Adana’dan bütün Türkiye’deki AK Parti üyelerine sesleniyorum. Bir partiye oy veren, üye olan korkmasın. Ne zaman pişman oldun, bizim yanımızdasın, başımızın tacısın. Erdoğan’ı yolladığımızda, emekli maaşı bir asgari ücret olduğunda, CHP’liye de öyle AKP’liye de öyle. Asgari ücret 30 bin lira olsa CHP’li de doyacak, MHP’li de doyacak. Hal böyle olunca kimse korkmasın. Bunların zulmedenleri korksun, hırsızları korksun, yolsuzları korksun. Hepsinden hesap soracağız. Ama AK Parti’nin üyelerini bağrımıza basacağız. Onlar korkmasın. Onlar oy versinler, hep birlikte kurtulacağız. Ama bu yoksulluğu, bu zulmü, bu yalnızlığı, bu işsizliği hep beraber bitireceğiz.

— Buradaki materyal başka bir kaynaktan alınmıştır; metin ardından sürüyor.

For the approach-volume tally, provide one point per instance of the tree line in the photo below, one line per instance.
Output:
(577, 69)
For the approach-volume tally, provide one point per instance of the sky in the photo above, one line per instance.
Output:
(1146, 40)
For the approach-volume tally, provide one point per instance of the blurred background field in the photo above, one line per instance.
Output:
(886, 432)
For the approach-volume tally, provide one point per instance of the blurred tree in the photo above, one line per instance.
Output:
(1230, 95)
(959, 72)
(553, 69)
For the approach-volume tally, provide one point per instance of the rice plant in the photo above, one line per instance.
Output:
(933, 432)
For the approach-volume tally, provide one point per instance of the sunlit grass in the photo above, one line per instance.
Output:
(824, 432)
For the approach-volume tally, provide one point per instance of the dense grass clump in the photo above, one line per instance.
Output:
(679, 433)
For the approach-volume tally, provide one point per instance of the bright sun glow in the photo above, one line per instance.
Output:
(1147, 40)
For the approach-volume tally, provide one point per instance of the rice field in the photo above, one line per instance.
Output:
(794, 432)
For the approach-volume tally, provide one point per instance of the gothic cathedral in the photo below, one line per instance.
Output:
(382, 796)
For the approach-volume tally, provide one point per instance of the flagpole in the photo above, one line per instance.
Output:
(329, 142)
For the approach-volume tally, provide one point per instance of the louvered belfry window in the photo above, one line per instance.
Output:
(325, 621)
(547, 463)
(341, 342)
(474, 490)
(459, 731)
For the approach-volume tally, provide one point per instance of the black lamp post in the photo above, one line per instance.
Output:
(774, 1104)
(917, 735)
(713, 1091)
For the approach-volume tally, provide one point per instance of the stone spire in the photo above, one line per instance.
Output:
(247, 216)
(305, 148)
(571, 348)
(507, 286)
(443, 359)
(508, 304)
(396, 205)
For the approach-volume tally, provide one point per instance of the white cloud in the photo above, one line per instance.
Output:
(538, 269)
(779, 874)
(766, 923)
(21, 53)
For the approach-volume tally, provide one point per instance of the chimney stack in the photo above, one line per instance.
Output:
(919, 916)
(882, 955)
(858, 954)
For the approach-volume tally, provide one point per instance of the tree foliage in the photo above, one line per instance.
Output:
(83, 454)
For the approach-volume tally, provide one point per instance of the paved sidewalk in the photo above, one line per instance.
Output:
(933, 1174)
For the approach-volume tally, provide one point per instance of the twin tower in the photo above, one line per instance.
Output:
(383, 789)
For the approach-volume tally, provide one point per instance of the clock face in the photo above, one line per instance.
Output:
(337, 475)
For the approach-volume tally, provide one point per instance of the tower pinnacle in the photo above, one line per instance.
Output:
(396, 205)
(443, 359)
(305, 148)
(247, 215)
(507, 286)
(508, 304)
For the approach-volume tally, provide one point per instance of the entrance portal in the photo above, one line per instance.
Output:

"2 Kasım'da sandığı istiyoruz"

Buradan sonra artık nereye çağrılırsak koşmanın, yan yana durmanın, kol kola girmenin, omuz omuza mücadele etmenin, bu iktidarı değiştirmenin, iktidara gelmenin zamanıdır. Hazır mısınız? Atatürk’ün partisi Cumhuriyet Halk Partisi Türkiye’nin birinci partisi. Güya yenilmez Erdoğan. Girdiği her seçimi kazanan Erdoğan, girdiği son seçimi kaybetti. Ama ona karşı kaybetmeyen birisi var. Beylikdüzü’nü AK Parti’den alan, 31 Mart 2019’da Binali Yıldırım’ı yenen, seçim elinden alınınca, çalınınca ceketi çıkaran, gömleği sıvayan, Haziran’da bir daha kazanan, 800 bin farkla kazanan, beş yıl hizmet edip şimdi 1 milyon 100 bin farkla kazanan Cumhurbaşkanı adayımız Ekrem İmamoğlu geliyor. Ve bunun için ona engel olmak için her şeyi yapan Erdoğan’ın oyları yüzde 30’un da altına düştü. Buradan Erdoğan’a sesleniyorum. Yüzde 29’la seni orada oturtmam, seni orada oturtmam. Yüzde 29’la orada oturamazsın. O yüzden 2 Kasım Pazar günü sandığı istiyoruz ve sesleniyoruz hep birlikte. Ey Erdoğan; ben milletim, ben milli iradeyim. Adayımı bırak, sandığı getir. Adayımı yanımda, sandığı önümde istiyorum.”